Я передал ей свой сахар. Пить кофе с сахаром, однозначно, гробить вкус напитка. Кофе не может быть сладким, он должен горчить. Сладкий кофе – это всё равно что сладкая водка. Однако не все женщины это понимают.

– Почему это? – оскорбилась Юлька. – Там знаешь как потеют?!

– Во-первых, не уверен, что потеют, а во-вторых, его слишком активно пропагандируют как средство от всех проблем современной женщины. Когда наблюдается такая активность, меня пробивает на измену.

– Ты просто подозрительный.

– В точку попала...

 

 

– Вот, помню, у нас в деревне случай был: пошла баба на прорубь за какими-то своими бабскими надобностями, то ли по воду, то ли полоскать что, да сама возьми и провались...

На костре кипела вкусно пахнущая похлебка из мясных консервов, над лощинкой, в которой укрылся маленький отряд, плыли в чистом голубом небе рваные лохматые облачка. День выдался солнечный, снег искрился, резал глаза, и ночные события казались далекими и происшедшими вроде как и не с ними. Наверное, именно поэтому Потапчук рассказывал смешные байки, и никто не хотел вспоминать о смерти Чибисова.

– Вот. Провалилась она в полынью. А баба, надо сказать, была справная, сдобная, хозяйство заднее у нее – во! Как у першерона. Ну и застряла.

– Это как? – не понял Борисенко. – Кверху задницей, что ли?!

– Нет, наоборот. Она не то оступилась, не то поскользнулась – короче, задней частью в прорубь угодила, а вылезти не может, словно пробка. Руками упирается, держится, и всё тут. Хорошо, детишки близко катались, побежали народ звать – мол, Ефимовна топнет. Прибежали, кто был, давай тянуть, а она не лезет. Послали кого-то за пешней, лед-то толстый, так просто не обломаешь, а баба в голос: замерзаю, говорит. А мороз был сильный, прямо как здесь.

– Надо было тянуть сильнее, – сказал Смоленский.

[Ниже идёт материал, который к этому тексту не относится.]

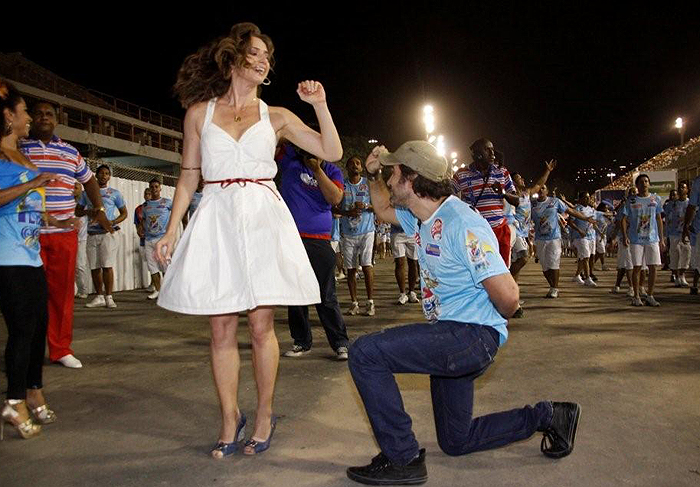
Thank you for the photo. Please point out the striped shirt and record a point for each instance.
(476, 191)
(65, 160)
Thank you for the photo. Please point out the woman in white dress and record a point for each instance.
(241, 250)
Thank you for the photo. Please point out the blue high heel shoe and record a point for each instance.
(223, 450)
(257, 446)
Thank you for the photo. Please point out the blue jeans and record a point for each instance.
(453, 354)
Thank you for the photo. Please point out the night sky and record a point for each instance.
(585, 86)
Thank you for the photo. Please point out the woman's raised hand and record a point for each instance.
(311, 92)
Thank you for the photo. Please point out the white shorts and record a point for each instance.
(357, 247)
(679, 253)
(403, 246)
(695, 257)
(645, 255)
(584, 248)
(519, 247)
(624, 257)
(102, 250)
(600, 242)
(153, 265)
(548, 253)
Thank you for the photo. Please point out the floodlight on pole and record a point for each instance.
(429, 119)
(680, 127)
(441, 145)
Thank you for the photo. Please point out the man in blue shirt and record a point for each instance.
(642, 229)
(310, 187)
(468, 294)
(357, 230)
(156, 213)
(101, 244)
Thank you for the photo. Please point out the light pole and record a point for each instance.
(428, 120)
(679, 126)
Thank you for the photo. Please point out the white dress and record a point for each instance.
(241, 248)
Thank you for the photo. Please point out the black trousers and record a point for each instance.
(322, 258)
(24, 306)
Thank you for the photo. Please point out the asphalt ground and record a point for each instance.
(143, 410)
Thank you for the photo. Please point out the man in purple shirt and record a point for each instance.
(310, 187)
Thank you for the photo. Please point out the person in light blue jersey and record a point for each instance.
(468, 296)
(691, 227)
(642, 229)
(357, 229)
(156, 214)
(24, 293)
(545, 215)
(679, 250)
(102, 245)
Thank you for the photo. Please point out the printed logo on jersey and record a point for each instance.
(433, 249)
(477, 252)
(436, 229)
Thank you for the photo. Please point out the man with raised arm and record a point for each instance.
(468, 294)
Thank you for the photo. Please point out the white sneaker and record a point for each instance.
(369, 308)
(341, 353)
(70, 361)
(97, 302)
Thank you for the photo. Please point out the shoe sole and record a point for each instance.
(371, 481)
(574, 430)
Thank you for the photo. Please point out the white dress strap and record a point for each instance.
(264, 112)
(210, 113)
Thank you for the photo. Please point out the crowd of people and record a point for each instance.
(461, 238)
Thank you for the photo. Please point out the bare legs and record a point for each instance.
(226, 363)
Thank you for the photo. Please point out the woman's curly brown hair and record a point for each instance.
(207, 73)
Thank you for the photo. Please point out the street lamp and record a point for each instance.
(428, 120)
(679, 126)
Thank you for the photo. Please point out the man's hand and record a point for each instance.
(372, 162)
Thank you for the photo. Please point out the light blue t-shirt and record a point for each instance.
(523, 216)
(194, 203)
(675, 217)
(545, 214)
(156, 214)
(20, 219)
(112, 200)
(694, 199)
(641, 215)
(583, 225)
(458, 250)
(352, 226)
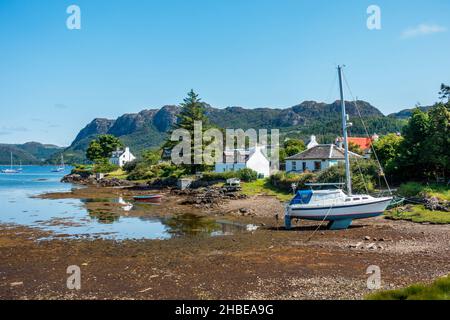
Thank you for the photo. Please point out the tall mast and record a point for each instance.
(344, 129)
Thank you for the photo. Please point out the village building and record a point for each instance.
(364, 143)
(317, 158)
(120, 157)
(255, 159)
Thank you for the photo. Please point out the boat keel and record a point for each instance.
(287, 222)
(339, 224)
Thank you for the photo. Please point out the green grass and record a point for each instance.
(263, 187)
(438, 290)
(119, 174)
(419, 214)
(414, 189)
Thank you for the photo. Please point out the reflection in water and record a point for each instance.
(103, 216)
(108, 218)
(191, 224)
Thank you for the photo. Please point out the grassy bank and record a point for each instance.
(263, 187)
(414, 189)
(419, 214)
(438, 290)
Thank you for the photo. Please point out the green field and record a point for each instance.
(263, 187)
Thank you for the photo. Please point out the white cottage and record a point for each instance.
(235, 160)
(317, 158)
(120, 157)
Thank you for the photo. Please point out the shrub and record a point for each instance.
(105, 167)
(360, 179)
(411, 189)
(83, 170)
(220, 176)
(130, 166)
(144, 171)
(248, 175)
(141, 172)
(284, 181)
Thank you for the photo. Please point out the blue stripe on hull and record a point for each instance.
(340, 217)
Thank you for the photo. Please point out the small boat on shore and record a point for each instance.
(337, 207)
(152, 198)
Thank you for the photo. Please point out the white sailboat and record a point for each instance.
(62, 167)
(10, 170)
(334, 205)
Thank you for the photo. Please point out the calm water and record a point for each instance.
(71, 217)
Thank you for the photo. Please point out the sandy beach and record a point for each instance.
(269, 263)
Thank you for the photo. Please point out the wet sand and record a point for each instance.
(270, 263)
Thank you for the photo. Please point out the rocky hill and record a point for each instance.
(148, 128)
(28, 153)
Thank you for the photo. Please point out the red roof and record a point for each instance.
(363, 143)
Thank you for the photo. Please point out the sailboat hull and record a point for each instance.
(344, 212)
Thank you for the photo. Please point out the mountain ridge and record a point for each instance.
(149, 127)
(28, 153)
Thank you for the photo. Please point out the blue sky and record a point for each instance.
(138, 54)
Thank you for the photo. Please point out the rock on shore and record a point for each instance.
(209, 197)
(92, 181)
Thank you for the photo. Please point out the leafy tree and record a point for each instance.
(248, 175)
(353, 147)
(387, 149)
(438, 140)
(151, 157)
(445, 92)
(412, 160)
(294, 146)
(192, 110)
(102, 147)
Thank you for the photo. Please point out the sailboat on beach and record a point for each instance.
(334, 205)
(62, 167)
(10, 170)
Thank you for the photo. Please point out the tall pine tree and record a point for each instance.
(192, 110)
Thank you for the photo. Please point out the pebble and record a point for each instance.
(15, 284)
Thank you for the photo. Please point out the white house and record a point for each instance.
(120, 157)
(235, 160)
(317, 158)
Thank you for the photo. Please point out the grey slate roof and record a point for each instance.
(323, 152)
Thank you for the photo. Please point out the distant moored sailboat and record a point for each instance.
(61, 167)
(10, 170)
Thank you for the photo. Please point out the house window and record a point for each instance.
(317, 165)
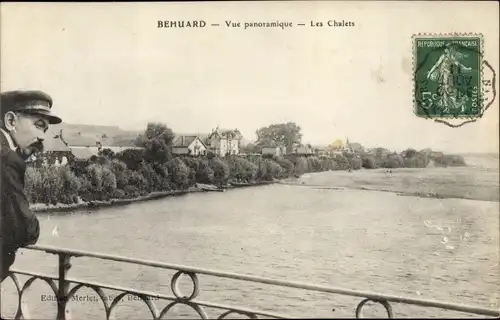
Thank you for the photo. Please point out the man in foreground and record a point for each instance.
(25, 118)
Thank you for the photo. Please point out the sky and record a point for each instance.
(109, 64)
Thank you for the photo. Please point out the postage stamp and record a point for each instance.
(448, 72)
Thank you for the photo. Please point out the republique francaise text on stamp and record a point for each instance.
(448, 72)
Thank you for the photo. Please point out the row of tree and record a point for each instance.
(137, 172)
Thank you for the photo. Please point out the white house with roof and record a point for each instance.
(188, 145)
(272, 148)
(85, 144)
(224, 141)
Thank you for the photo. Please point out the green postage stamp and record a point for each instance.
(448, 76)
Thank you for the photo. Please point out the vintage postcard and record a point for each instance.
(249, 159)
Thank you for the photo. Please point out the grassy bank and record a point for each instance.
(138, 175)
(82, 205)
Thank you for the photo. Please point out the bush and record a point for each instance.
(131, 157)
(342, 163)
(119, 194)
(268, 170)
(179, 173)
(394, 161)
(205, 174)
(221, 171)
(301, 166)
(51, 185)
(313, 164)
(241, 169)
(369, 162)
(328, 164)
(102, 181)
(287, 166)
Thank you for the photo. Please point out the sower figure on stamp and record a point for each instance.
(442, 72)
(25, 118)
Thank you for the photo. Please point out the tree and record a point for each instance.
(157, 141)
(286, 134)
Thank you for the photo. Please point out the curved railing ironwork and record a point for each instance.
(64, 293)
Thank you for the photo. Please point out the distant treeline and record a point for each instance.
(132, 173)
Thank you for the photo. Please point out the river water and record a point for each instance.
(442, 249)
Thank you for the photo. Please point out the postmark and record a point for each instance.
(453, 84)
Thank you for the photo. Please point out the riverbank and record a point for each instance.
(61, 207)
(441, 183)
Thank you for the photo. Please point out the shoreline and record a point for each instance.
(61, 207)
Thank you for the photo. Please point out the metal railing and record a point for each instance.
(64, 292)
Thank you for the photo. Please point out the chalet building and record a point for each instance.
(303, 150)
(58, 146)
(189, 145)
(224, 142)
(274, 149)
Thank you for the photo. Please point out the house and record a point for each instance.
(353, 147)
(321, 152)
(84, 145)
(224, 142)
(188, 145)
(303, 150)
(272, 148)
(55, 152)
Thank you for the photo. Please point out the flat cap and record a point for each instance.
(30, 101)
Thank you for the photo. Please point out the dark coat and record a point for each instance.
(19, 226)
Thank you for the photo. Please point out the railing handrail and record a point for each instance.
(318, 288)
(153, 294)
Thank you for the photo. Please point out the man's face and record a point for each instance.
(29, 132)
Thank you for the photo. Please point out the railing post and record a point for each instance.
(62, 294)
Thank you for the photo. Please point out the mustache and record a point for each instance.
(37, 146)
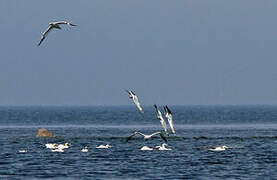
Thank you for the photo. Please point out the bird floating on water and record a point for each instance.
(52, 25)
(107, 146)
(133, 96)
(160, 117)
(146, 137)
(220, 148)
(51, 146)
(23, 151)
(163, 147)
(168, 115)
(85, 149)
(146, 148)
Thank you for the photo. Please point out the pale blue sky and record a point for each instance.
(169, 52)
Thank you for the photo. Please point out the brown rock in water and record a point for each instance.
(45, 133)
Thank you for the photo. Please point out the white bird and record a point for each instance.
(220, 148)
(51, 26)
(168, 115)
(146, 137)
(163, 147)
(57, 150)
(133, 96)
(146, 148)
(23, 151)
(64, 146)
(107, 146)
(85, 149)
(51, 146)
(160, 117)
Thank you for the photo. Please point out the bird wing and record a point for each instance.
(64, 22)
(44, 34)
(135, 99)
(170, 119)
(163, 137)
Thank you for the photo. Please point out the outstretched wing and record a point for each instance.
(44, 34)
(163, 137)
(135, 99)
(65, 22)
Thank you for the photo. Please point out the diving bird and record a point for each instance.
(147, 137)
(168, 115)
(51, 26)
(133, 96)
(160, 117)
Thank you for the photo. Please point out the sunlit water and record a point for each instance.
(250, 132)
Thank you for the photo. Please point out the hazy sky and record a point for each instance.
(177, 52)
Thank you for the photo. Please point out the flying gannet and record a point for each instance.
(146, 137)
(160, 117)
(133, 96)
(168, 115)
(51, 26)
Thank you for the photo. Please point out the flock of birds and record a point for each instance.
(167, 112)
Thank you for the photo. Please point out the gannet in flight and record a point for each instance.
(133, 96)
(168, 115)
(160, 117)
(146, 137)
(51, 26)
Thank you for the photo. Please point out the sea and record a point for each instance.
(249, 132)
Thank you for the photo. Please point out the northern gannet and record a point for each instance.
(64, 146)
(85, 149)
(163, 147)
(51, 146)
(168, 115)
(146, 148)
(146, 137)
(57, 150)
(23, 151)
(220, 148)
(51, 26)
(103, 146)
(133, 96)
(160, 117)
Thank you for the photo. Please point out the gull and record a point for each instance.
(163, 147)
(52, 25)
(51, 146)
(23, 151)
(133, 96)
(57, 150)
(146, 148)
(146, 137)
(107, 146)
(220, 148)
(85, 149)
(168, 115)
(160, 117)
(63, 146)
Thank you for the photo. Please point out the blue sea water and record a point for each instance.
(250, 132)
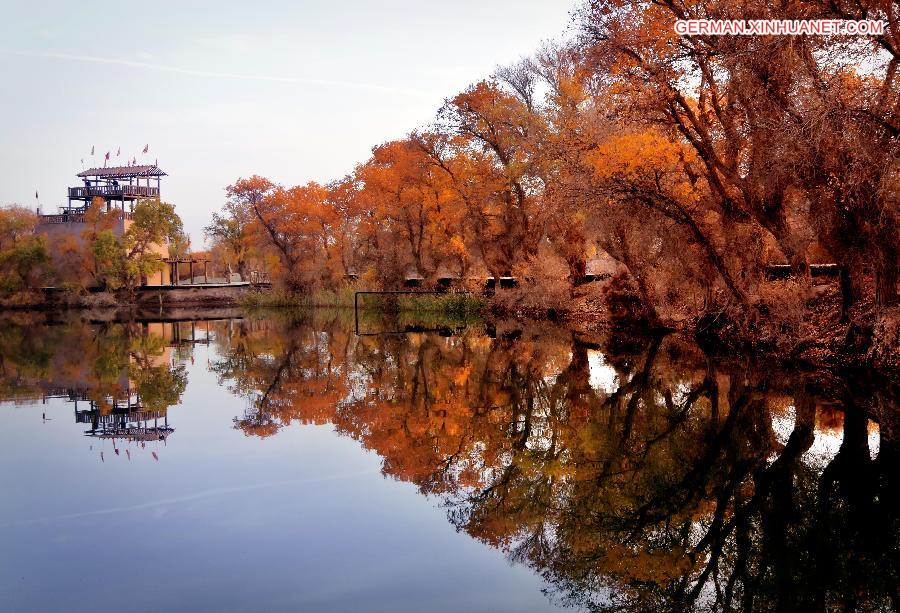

Остальные засмеялись, в том числе и финн, которого бойцы уже почитали за своего и добродушно звали «Керя», только политрук общался с ним по-прежнему холодно.

– Вот тебя, умника, там не было! Сказано – не лезет, застряла баба жопием своим. А у нас в деревне дедка был, ушлый, что твой налим: послал дитенка за самогоном. И представьте картину: торчит из проруби баба по пояс, а дедка сидит рядом и ее из бутылки поит, на манер как из соски. Пока пешню принесли, пока лед обкололи, баба так наклюкалась, что сама уже и лезть не может – веревкой обвязали и всем миром волоком вымнули. Домой после на санках везли.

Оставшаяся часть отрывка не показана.